Contoh lain, sebelum makan baca Basmalah dan setelah selesai baca Hamdalah. Apa
yang diajarkan dalam tasawuf sebagai bentuk rasa terimakasih kepada yang memberi
rejeki. Kita ambil satu butir nasi yang terjatuh, karena kita sadar bahwa kita
tidak bisa membuat butir nasi, lalu kita bersyukur. Itu semua ajaran tasawuf.
Nah, kalau
syariat itu terbatas. Maka jika syariat yang diberlakukan, orang mabuk tidak
boleh berdekatan dengan orang Muslim. Kalau tasawuf tidak demikian, mereka harus
diajak bicara, mengapa mereka mabuk. Kita tidak boleh tunduk dengan pejabat
karena ada alasan tertentu, akan tetapi kita wajib menjaga wibawa pejabat di
hadapan umum, sekalipun dengan pribadi kita ada ketidakcocokan. Akan tetapi
jangan asal tabrak. Ini semua juga ajaran tasawuf.
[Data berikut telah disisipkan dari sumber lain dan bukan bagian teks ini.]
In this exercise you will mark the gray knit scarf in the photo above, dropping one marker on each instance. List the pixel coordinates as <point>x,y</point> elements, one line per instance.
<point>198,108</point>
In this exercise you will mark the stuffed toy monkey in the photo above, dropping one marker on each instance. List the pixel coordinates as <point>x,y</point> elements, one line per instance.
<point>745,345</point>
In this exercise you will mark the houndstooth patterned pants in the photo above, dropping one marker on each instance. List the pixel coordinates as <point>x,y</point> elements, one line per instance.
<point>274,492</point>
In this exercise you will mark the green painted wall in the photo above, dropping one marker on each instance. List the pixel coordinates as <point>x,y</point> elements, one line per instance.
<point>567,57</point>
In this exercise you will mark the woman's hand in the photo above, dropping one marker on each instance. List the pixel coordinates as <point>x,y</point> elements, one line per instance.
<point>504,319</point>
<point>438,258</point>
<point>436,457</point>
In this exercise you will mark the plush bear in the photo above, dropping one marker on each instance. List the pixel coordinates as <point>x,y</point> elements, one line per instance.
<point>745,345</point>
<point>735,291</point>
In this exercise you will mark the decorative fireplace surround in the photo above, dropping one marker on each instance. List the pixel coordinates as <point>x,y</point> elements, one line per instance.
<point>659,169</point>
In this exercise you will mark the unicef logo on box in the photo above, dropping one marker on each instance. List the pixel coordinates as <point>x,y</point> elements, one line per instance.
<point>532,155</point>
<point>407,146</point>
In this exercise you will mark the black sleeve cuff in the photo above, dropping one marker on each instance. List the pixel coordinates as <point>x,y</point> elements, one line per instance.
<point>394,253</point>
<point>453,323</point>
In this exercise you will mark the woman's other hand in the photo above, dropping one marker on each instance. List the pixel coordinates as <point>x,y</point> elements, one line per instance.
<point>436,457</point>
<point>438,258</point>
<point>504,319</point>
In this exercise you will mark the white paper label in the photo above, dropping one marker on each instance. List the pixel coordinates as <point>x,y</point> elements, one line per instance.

Berthariqah dan Batasan Usia
Jika belajar
dzikir kepada Allah Swt. menunggu sudah tua, iya kalau umurnya sampai tua.
Bagaimana kalau masih muda meninggal? Yang terpenting adalah mereka mengerti
tata urutan berthariqah, mengerti syarat dan rukunnya dulu seperti masalah wudhu
dan shalat, mengerti sifat wajib, jaiz dan mustahil Allah, mengetahui halal dan
haram.
Kalau
menertibkan hati menunggu tua, nanti terlanjur hati berkarat tebal. Maka sejak
usia muda seyogyanya mereka mulai mengamalkan ajaran thariqah, seperti MATAN (Mahasiswa
Ahlit Thariqah An-Nahdliyyah).
Apakah boleh
mengikuti baiat thariqah, padahal masih belajar ilmu syariat? Setiap Muslim tentu
boleh, bahkan harus, berusaha menjaga serta meningkatkan kualitas iman dan
Islam di hatinya dengan berbagai cara. Salah satunya dengan berthariqah. Namun
berthariqah sendiri bukan hal yang sangat mudah. Karena, sebelum memasukinya,
seseorang harus terlebih dulu mengetahui ilmu syariat. Tapi juga bukan hal yang
sangat sulit, seperti harus menguasai seluruh cabang ilmu syariat secara
mumpuni.
Yang
diprasyaratkan untuk masuk thariqah hanya pengetahuan tentang hal-hal yang
paling mendasar dalam ilmu syariat. Dalam aqidah, misalnya, ia harus sudah
mengenal sifat wajib, mustahil dan jaiz bagi Allah. Dalam fiqih, ia sudah
mengetahui tata cara bersuci dan shalat, lengkap dengan syarat, rukun, dan
hal-hal yang membatalkannya, serta hal-hal yang dihalalkan atau diharamkan oleh
agama.
Jika
dasar-dasar ilmu syariat sudah dimiliki, ia sudah boleh berthariqah. Tentu saja
ia tetap mempunyai kewajiban melengkapi pengetahuan ilmu syariatnya yang bisa
dikaji sambil jalan. Syariat lainnya adalah umur yang cukup (minimal 8 tahun),
dan khusus bagi wanita yang berumah tangga harus mendapat izin dari suami. Jika
semuanya sudah terpenuhi, saya mengimbau segeralah ikut thariqah.
Semua thariqah,
asalkan mu’tabarah, ajarannya murni dan silsilahnya bersambung sampai
Rasulullah Saw., sama baiknya. Karena semua mengajarkan penjagaan hati dengan
memperbanyak dzikrullah, istighfar dan shalawat. Yang terpenting, masuklah
thariqah dengan niat agar kita bisa menjalankan ihsan. Jangan masuk thariqah
karena khasiatnya atau karena cerita kehebatan guru-guru mursyidnya. (*Ibj, sumber:
fp Habib Muhammad Luthfi Bin Yahya).